Display the noisy image \(y\).

clf;
imageplot(clamp(y));

Denoising is obtained by minimizing the following functional \[ \umin{x \in \RR^d} f(x) = \frac{1}{2} \norm{ y-x}^2 + \la J(x) \] where \(J(x)\) is a smoothed total variation of the image. \[ J(x) = \sum_i \norm{ (G x)_i }_{\epsilon} \] where \( (Gx)_i \in \RR^2 \) is an approximation of the gradient of \(x\) at pixel \(i\) and for \(u \in \RR^2\), we use the following smoothing of the \(L^2\) norm in \(\RR^2\) \[ \norm{u}_\epsilon = \sqrt{ \epsilon^2 + \norm{u}^2 }, \] for a small value of \(\epsilon>0\).

The gradient of the functional read \[ \nabla f(x) = x-y + \lambda \nabla J(x) \] where the gradient of the smoothed TV norm is \[ \nabla J(x)_i = G^*( u ) \qwhereq u_i = \frac{ (G x)_i }{\norm{ (G x)_i }_\epsilon} \] where \(G^*\) is the adjoint operator of \(G\) which corresponds to minus a discretized divergence.

Value for \(\lambda\).

lambda = .3/5;

Value for \(\epsilon\).

epsilon = 1e-3;

TV norm.

Amplitude = @(u)sqrt(epsilon^2 + sum(u.^2,3));
J = @(x)sum(sum(Amplitude(Grad(x))));

Function to minimize.

f = @(x)1/2*norm(x-y,'fro')^2 + lambda*J(x);

Gradient of TV norm. Note that div implement \(-G^*\).

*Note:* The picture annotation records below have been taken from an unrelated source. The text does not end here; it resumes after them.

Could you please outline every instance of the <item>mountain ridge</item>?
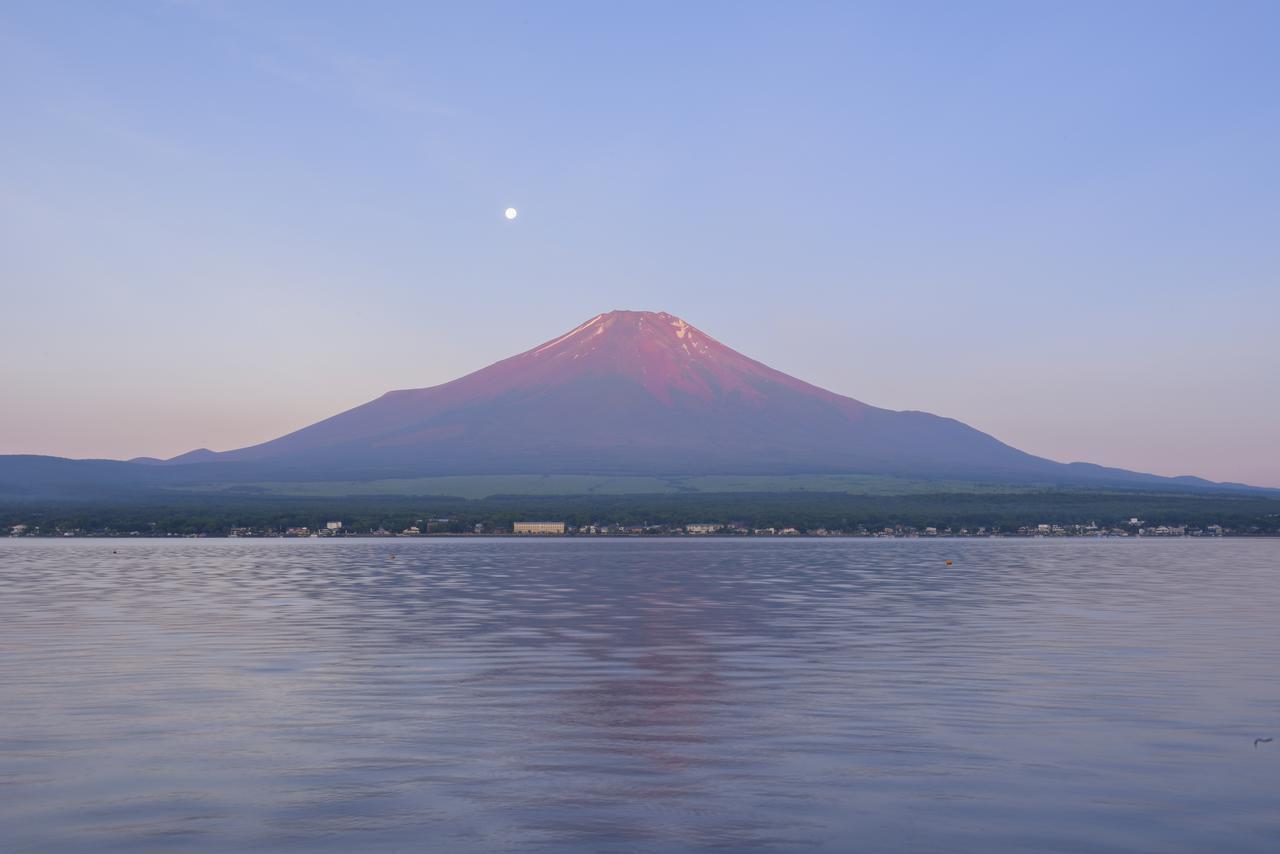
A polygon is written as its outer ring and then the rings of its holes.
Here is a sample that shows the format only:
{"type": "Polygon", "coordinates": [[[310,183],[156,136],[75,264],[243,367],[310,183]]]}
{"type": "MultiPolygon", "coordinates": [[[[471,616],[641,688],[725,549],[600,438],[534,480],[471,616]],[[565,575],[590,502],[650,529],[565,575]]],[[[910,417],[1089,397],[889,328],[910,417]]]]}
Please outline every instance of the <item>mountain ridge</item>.
{"type": "MultiPolygon", "coordinates": [[[[865,474],[1248,488],[1038,457],[955,419],[872,406],[797,379],[676,315],[630,310],[598,314],[457,379],[389,391],[268,442],[118,465],[131,466],[119,470],[129,483],[865,474]]],[[[68,470],[54,474],[65,479],[68,470]]]]}

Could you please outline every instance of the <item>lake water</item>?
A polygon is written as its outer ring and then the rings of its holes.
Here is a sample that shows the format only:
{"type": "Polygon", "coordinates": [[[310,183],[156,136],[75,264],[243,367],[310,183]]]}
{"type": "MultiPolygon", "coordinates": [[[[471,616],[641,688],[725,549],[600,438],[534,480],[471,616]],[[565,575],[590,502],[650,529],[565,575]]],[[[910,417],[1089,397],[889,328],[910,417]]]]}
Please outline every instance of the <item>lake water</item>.
{"type": "Polygon", "coordinates": [[[0,540],[0,849],[264,848],[1276,851],[1280,542],[0,540]]]}

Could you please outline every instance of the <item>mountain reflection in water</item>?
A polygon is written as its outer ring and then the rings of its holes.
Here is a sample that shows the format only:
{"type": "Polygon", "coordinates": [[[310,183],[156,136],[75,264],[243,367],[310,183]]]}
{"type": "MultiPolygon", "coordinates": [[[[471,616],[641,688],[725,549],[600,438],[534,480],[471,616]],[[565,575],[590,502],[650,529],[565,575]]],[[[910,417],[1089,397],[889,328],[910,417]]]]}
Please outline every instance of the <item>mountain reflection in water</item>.
{"type": "Polygon", "coordinates": [[[0,542],[0,836],[1275,850],[1277,567],[1265,540],[0,542]]]}

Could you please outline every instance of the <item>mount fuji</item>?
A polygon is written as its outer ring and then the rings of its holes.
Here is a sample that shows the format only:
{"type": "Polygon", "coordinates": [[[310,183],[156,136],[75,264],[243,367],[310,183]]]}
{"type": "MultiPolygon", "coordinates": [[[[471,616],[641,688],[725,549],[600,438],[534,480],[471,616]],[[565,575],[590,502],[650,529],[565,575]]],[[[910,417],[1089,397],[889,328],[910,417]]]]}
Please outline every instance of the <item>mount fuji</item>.
{"type": "Polygon", "coordinates": [[[960,421],[818,388],[666,312],[609,311],[442,385],[252,447],[160,463],[300,479],[462,474],[873,474],[1212,485],[1012,448],[960,421]]]}

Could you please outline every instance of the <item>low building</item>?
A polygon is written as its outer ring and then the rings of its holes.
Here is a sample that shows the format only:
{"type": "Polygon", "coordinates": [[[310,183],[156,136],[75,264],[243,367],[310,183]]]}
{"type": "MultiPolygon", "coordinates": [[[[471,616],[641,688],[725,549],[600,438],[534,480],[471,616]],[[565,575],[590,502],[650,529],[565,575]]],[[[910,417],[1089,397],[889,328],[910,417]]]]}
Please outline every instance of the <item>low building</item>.
{"type": "Polygon", "coordinates": [[[513,534],[563,534],[564,522],[515,522],[513,534]]]}

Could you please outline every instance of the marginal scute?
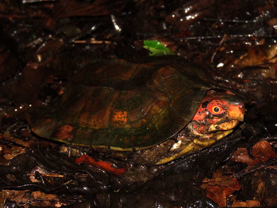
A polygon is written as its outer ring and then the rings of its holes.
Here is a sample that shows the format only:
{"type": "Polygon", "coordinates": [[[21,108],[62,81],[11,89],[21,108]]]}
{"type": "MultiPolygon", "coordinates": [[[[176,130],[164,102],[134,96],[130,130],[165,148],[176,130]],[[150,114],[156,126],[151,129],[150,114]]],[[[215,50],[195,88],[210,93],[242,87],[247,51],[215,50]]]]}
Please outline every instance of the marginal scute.
{"type": "Polygon", "coordinates": [[[105,59],[82,67],[63,94],[26,119],[41,136],[74,145],[132,151],[183,129],[207,92],[224,89],[176,56],[105,59]]]}

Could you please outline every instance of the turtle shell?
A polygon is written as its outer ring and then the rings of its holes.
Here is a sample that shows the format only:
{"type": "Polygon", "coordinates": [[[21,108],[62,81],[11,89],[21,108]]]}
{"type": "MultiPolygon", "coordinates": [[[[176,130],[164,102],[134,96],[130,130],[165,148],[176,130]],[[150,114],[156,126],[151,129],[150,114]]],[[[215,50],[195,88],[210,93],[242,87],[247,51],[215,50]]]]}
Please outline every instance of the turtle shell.
{"type": "Polygon", "coordinates": [[[26,118],[32,131],[44,138],[94,148],[137,150],[183,129],[207,92],[217,88],[225,89],[176,56],[95,60],[79,69],[57,100],[31,109],[26,118]]]}

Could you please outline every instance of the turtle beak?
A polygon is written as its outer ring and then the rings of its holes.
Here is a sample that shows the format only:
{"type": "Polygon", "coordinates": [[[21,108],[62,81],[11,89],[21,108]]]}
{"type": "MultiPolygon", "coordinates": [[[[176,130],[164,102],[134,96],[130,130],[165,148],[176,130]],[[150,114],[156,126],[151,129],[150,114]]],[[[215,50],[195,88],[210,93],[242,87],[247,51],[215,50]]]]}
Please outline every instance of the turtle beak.
{"type": "Polygon", "coordinates": [[[229,120],[237,120],[240,121],[243,121],[244,116],[244,105],[242,103],[238,105],[229,106],[229,120]]]}

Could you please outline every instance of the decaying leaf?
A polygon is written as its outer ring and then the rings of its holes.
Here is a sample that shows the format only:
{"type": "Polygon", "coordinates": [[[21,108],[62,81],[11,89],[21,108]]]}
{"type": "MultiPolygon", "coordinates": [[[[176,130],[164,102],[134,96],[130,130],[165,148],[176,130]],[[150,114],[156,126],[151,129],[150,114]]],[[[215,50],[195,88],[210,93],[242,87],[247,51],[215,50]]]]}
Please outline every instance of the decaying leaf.
{"type": "Polygon", "coordinates": [[[265,140],[261,140],[256,143],[252,148],[252,152],[253,156],[256,158],[254,160],[248,154],[246,148],[239,148],[234,153],[230,161],[244,163],[253,167],[269,159],[277,157],[277,153],[269,142],[265,140]]]}
{"type": "Polygon", "coordinates": [[[207,197],[220,207],[225,207],[227,198],[241,187],[237,179],[224,174],[222,170],[218,170],[212,179],[205,178],[201,185],[201,187],[206,190],[207,197]]]}

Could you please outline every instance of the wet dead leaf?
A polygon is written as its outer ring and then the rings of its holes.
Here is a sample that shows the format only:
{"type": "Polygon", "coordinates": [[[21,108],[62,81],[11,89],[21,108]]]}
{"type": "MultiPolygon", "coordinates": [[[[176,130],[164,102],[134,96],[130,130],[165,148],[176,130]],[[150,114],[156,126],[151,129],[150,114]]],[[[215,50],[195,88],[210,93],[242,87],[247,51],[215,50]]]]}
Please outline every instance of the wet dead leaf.
{"type": "Polygon", "coordinates": [[[257,201],[246,200],[246,202],[235,200],[232,205],[232,207],[260,207],[260,203],[257,201]]]}
{"type": "Polygon", "coordinates": [[[232,178],[230,176],[224,175],[224,172],[219,169],[212,179],[205,178],[203,182],[201,187],[205,190],[207,197],[220,207],[226,206],[226,198],[241,187],[236,179],[232,178]]]}
{"type": "Polygon", "coordinates": [[[265,193],[265,184],[261,179],[260,179],[260,183],[258,185],[256,193],[258,194],[260,202],[261,203],[265,193]]]}
{"type": "Polygon", "coordinates": [[[253,159],[250,157],[246,148],[239,148],[233,154],[229,161],[241,163],[250,166],[253,163],[253,159]]]}
{"type": "Polygon", "coordinates": [[[265,140],[257,142],[252,148],[251,151],[253,156],[252,159],[245,148],[239,148],[233,154],[230,161],[247,164],[250,167],[265,162],[269,159],[277,157],[277,153],[273,150],[270,144],[265,140]]]}
{"type": "Polygon", "coordinates": [[[266,159],[265,161],[277,157],[277,153],[269,142],[265,140],[261,140],[255,144],[252,148],[252,154],[256,158],[264,158],[266,159]]]}

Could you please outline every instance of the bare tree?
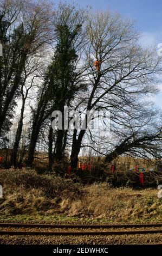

Normalize = @(u)u./repmat(Amplitude(u), [1 1 2]);
GradJ = @(x)-div( Normalize(grad(x)) );

Gradient of the functional.

Gradf = @(x)x-y+lambda*GradJ(x);

The step size should satisfy \[ 0 < \tau_k < \frac{2}{ 1 + 4 \lambda / \epsilon }. \] Here we use a slightly larger step size, which still work in practice.

tau = 1.8/( 1 + lambda*8/epsilon );
tau = tau*4;

Exercice 3: (the solution is exo3.m) Implement the gradient descent. Monitor the decay of \(f\) through the iterations.

exo3;
Warning: Could not find an exact (case-sensitive) match for 'Grad'.
/Users/gabrielpeyre/Documents/Dropbox/numerical-tour/matlab/toolbox_signal/grad.m is a
case-insensitive match and will be used instead.
You can improve the performance of your code by using exact
name matches and we therefore recommend that you update your
usage accordingly. Alternatively, you can disable this warning using
warning('off','MATLAB:dispatcher:InexactCaseMatch').
This warning will become an error in future releases. 

Display the resulting denoised image.

clf;
imageplot(clamp(x));